Fear usually motivates me to lay low and avoid hanging around after the service. That’s a counter-productive strategy, since I also miss out on nurturing new friendships that would be supportive and encouraging.
Today land mine #1 exploded: no nursery volunteer. I took all three kids to the service and made it through about 20 minutes. I came home feeling discouraged, like I was defeated by a challenge that I should be able to handle. I am torn between feeling like this is an unreasonably stressful situation and unhappy Sunday mornings are unavoidable, and feeling like I am not fighting hard enough to find a happy path.
Friday, July 24, 2009
Now I see that was an early indication that my emotional resources were being depleted. After my husband took medical leave, and I spent two weeks hunkered down alone at home with the kids, crying, I have not yet gotten back to “normal”.
A couple of months into his leave, I realized I was an open faucet of caretaking energy. I’d been caring for the children and making crazy efforts to rescue my husband from his steady descent. In the process, I’d pretty well cut myself off from anyone who would pour energy into me.

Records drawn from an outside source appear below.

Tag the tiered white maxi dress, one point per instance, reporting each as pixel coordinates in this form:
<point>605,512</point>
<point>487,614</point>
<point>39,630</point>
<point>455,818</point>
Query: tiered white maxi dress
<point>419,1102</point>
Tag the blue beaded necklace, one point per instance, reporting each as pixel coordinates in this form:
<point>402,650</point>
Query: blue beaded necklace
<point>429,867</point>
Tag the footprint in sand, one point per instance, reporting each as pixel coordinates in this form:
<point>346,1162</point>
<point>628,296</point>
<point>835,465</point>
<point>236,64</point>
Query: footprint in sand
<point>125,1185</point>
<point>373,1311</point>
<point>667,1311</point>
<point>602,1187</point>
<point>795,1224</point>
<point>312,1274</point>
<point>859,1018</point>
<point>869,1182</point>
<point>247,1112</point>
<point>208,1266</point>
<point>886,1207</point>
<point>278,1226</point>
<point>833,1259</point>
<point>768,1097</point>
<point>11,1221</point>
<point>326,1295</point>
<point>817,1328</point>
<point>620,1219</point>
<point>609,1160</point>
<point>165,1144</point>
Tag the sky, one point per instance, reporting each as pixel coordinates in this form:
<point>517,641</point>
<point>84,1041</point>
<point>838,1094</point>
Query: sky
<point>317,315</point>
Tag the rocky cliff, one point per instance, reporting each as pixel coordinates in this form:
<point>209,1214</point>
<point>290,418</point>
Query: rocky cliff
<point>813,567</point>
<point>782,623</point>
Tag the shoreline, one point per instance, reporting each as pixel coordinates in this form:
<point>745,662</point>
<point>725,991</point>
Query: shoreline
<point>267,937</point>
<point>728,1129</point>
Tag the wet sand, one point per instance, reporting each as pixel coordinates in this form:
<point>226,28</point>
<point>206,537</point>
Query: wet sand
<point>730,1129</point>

In the last few months, I’ve learned that limited emotional energy is a standard-issue symptom of depression. I suspect this may be causing confusion among some of the leaders in our congregation. My husband is animated and energetic at work, and certainly on Sunday mornings. His sermons are as creative and thoughtful as ever. They can’t *see* his depression. I wonder if they feel like his medical leave was a kind of vacation.
We sure feel the energy depletion. Yesterday I woke up exhausted, ready to stay in bed. Watching my husband leave for work is a stressful time for me. We don’t commiserate about it, but I know it is hard for him to go and I wish I could protect him. And then it’s just me and the kids.
I decided we ought to go to the grocery store, so I packed away my fatigue and focused on the task. Make a list. Chat with the kids about meal ideas. Pack a bag, discuss the plan for making it through the store with all three kids. I forgot my shopping list, but remembered all the important items and had a pleasant trip with pretty well-behaved kids.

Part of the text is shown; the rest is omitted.